Ancient Korean Archive Translation: Comparison Analysis on Statistical phrase alignment, LLM in-context learning, and inter-methodological approach

Sojung Lucia Kim,Taehong Jang,Joonmo Ahn
2024-07-16
Abstract:This study aims to compare three methods for translating ancient texts with sparse corpora: (1) the traditional statistical translation method of phrase alignment, (2) in-context LLM learning, and (3) proposed inter methodological approach - statistical machine translation method using sentence piece tokens derived from unified set of source-target corpus. The performance of the proposed approach in this study is 36.71 in BLEU score, surpassing the scores of SOLAR-10.7B context learning and the best existing Seq2Seq model. Further analysis and discussion are presented.
Computation and Language
What problem does this paper attempt to address?
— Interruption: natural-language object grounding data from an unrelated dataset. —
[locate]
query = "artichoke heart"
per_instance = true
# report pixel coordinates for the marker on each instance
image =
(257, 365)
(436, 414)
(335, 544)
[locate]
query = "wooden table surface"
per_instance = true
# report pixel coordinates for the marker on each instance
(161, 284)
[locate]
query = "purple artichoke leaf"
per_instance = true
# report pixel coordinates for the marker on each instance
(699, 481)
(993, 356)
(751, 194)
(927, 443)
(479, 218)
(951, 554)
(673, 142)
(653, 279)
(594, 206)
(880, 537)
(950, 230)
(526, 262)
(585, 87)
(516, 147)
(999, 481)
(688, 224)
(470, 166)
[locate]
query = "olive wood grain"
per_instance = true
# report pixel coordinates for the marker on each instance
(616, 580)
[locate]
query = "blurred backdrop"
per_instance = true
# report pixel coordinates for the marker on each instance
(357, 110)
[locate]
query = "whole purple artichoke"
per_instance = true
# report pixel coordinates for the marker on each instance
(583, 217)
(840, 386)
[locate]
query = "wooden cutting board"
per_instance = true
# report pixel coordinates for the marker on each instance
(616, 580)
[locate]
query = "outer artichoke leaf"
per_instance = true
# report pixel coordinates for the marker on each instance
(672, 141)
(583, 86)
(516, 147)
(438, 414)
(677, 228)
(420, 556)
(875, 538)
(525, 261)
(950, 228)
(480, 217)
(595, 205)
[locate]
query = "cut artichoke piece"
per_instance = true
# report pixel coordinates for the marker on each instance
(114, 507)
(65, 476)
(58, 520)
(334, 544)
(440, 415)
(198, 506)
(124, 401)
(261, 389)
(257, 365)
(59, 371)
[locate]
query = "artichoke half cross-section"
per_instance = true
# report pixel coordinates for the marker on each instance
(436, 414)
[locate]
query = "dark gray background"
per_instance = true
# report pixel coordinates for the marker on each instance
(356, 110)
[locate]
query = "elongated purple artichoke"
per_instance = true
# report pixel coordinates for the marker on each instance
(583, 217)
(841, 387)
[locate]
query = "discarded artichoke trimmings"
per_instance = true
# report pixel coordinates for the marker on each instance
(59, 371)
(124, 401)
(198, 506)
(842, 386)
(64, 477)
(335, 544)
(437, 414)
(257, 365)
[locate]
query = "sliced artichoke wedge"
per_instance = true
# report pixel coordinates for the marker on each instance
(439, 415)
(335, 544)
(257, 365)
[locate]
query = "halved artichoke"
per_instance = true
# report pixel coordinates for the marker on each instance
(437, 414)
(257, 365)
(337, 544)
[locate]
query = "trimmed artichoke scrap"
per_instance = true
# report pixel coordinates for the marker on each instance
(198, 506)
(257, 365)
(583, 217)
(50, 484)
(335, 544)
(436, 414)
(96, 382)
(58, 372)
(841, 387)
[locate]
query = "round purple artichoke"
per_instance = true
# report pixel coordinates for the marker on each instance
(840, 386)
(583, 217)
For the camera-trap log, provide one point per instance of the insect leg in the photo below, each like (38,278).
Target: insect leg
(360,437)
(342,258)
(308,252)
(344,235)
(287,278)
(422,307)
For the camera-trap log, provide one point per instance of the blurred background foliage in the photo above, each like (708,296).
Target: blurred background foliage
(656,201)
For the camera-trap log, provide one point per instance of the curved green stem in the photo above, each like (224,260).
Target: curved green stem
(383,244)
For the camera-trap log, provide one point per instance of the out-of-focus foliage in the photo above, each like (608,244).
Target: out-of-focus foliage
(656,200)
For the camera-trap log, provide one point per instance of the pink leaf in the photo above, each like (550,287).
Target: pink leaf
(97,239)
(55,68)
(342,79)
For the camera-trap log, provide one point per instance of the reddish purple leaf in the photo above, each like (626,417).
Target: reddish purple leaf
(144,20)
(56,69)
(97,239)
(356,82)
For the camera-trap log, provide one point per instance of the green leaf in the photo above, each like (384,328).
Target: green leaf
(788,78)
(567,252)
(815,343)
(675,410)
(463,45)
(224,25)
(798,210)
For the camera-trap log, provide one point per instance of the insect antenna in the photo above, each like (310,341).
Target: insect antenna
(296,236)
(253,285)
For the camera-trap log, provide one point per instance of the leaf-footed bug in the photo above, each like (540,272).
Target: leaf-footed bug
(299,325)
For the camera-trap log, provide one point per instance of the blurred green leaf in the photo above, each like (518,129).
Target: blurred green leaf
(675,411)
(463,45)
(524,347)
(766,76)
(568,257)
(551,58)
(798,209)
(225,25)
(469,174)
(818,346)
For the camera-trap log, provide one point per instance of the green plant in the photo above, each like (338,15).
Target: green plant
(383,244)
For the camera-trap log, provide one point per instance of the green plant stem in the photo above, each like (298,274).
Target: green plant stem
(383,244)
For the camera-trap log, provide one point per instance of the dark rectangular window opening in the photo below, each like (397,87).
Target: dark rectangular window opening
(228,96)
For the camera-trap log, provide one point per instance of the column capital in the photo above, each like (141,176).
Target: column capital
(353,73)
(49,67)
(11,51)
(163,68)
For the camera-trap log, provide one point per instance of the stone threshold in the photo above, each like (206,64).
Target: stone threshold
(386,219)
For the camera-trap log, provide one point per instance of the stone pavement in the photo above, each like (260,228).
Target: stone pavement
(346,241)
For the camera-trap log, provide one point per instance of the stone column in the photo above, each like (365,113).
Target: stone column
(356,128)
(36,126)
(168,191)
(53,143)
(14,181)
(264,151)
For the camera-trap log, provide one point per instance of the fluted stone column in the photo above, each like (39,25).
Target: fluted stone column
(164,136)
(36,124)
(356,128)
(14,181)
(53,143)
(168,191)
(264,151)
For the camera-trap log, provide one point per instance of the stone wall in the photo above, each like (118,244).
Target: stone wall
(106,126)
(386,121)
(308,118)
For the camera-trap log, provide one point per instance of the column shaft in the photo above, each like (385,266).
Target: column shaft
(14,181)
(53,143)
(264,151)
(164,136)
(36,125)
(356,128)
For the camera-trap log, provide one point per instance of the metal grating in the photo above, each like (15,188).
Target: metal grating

The paper aims to address the problem of translating ancient texts, especially in cases where the corpus is sparse. Specifically, the study compares three different translation methods: 1. **Traditional Statistical Translation Method** (Phrase Alignment): This is a method based on existing aligned corpora, which translates by statistically analyzing the correspondence between the source language and the target language. 2. **Context-Based Large Language Model (LLM) Learning**: This method utilizes large language models (such as XGLM and SOLAR) to learn within specific contexts and generate translation results. 3. **Cross-Methodological Approach**: This method combines statistical machine translation techniques and Sentence Piece tokenization, extracting sentence piece tokens from a unified source-target corpus to improve translation quality. The main contribution of the paper is the proposal of a new cross-methodological approach that improves the accuracy of ancient text translation by using Sentence Piece tokenization technology. Experimental results show that the new method achieved a BLEU score of 36.71, surpassing some existing advanced models. Additionally, the paper analyzes the translation performance of ancient texts of different lengths under different methods and provides a detailed comparative analysis.